Segundo Karla, o medo foi maior na segunda gravidez do que na primeira, pois ela já tinha as duas pequenas. Mas, se pudesse e se o marido topasse, ela garante que teria tido mais filhos. “Uma coisa que minha mãe me disse quando eu engravidei pela primeira vez me marcou muito. Ela falou que, quando se é mãe, se é mãe pelo resto da vida.”

Para ela, o maior desafio na criação das três meninas sempre foi a educação, porém, esse trabalho se tornou menos difícil com o apoio constante de sua família. Durante cinco anos, Karla morou com a mãe, e a vovó das três meninas ajudou muito a cuidar das netinhas.

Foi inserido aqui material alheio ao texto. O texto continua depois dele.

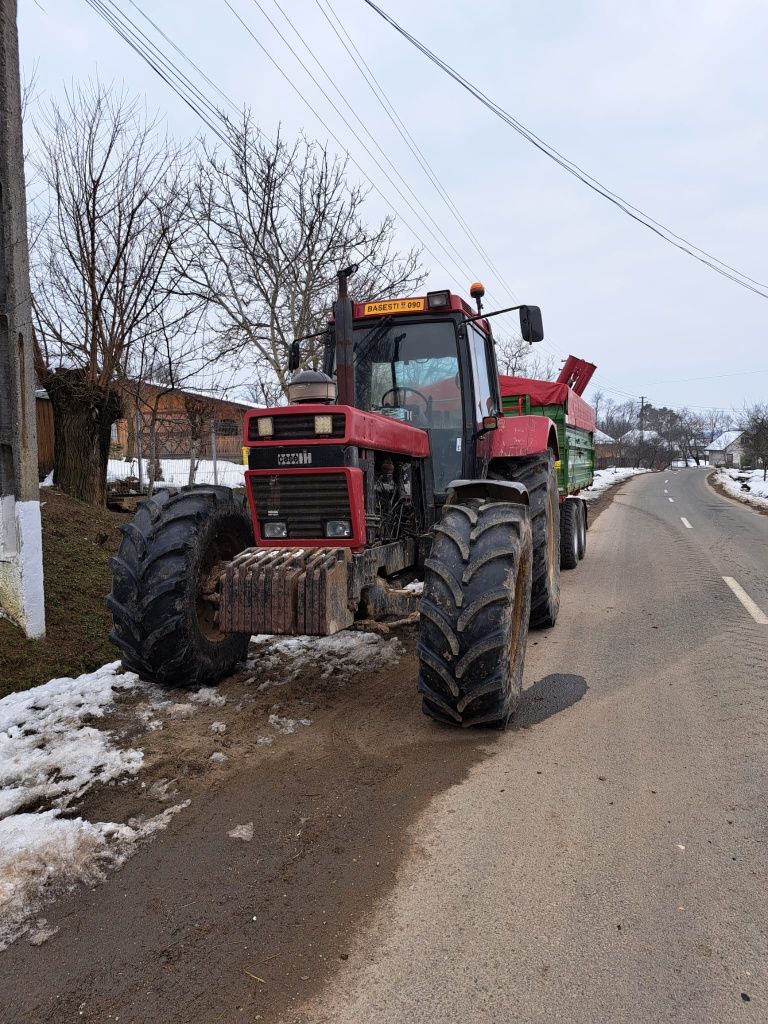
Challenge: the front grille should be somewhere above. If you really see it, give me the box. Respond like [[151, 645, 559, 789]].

Quando voltou a trabalhar, as filhas mais velhas estavam com dez anos, e a mais nova, com oito. Ela retornou à vida profissional aos poucos, assumindo um trabalho de meio-período em uma creche. “Mas criança não tem botão de ‘on’ e ‘off’, você não pode desligar elas. Tem que ter dedicação, e muitas vezes abdicar de coisas pessoais e profissionais para poder cuidar e educar os filhos.”

Karla ressalta a importância da família e da presença dos pais na educação dos filhos. | Foto: Natália Huf

Antes de assumir esse emprego, ela conta que ficou muito em dúvida sobre não ficar mais com as meninas o dia todo. Mas contou com o apoio do marido, que a incentivou muito a voltar ao trabalho. “Ele sempre lembrava que as meninas vão crescer e criar asas. Elas vão pro mundo e nós vamos ficar com o ‘ninho vazio’. Somos muito apegadas, eu e elas, ano passado foi a primeira vez que fiquei longe delas por 15 dias.”

Karla conta que, quando tinha 21 anos, morou por nove meses na Alemanha. Na época, ela ligava para os pais uma vez por semana. “Para eles, com certeza era mais difícil ter a filha longe do que é para mim hoje. Temos muitas tecnologias que permitem que a gente fique sempre em contato.”

Ela garante que a participação do marido foi essencial na criação das filhas, e percebe que essa presença da figura paterna é algo recente nas famílias. Para ela, essa união da família é a base e o mais importante para que as crianças cresçam com os valores corretos. “Amor é o que a gente sente quando os filhos nascem. É um amor diferente, que fica sempre em primeiro lugar.”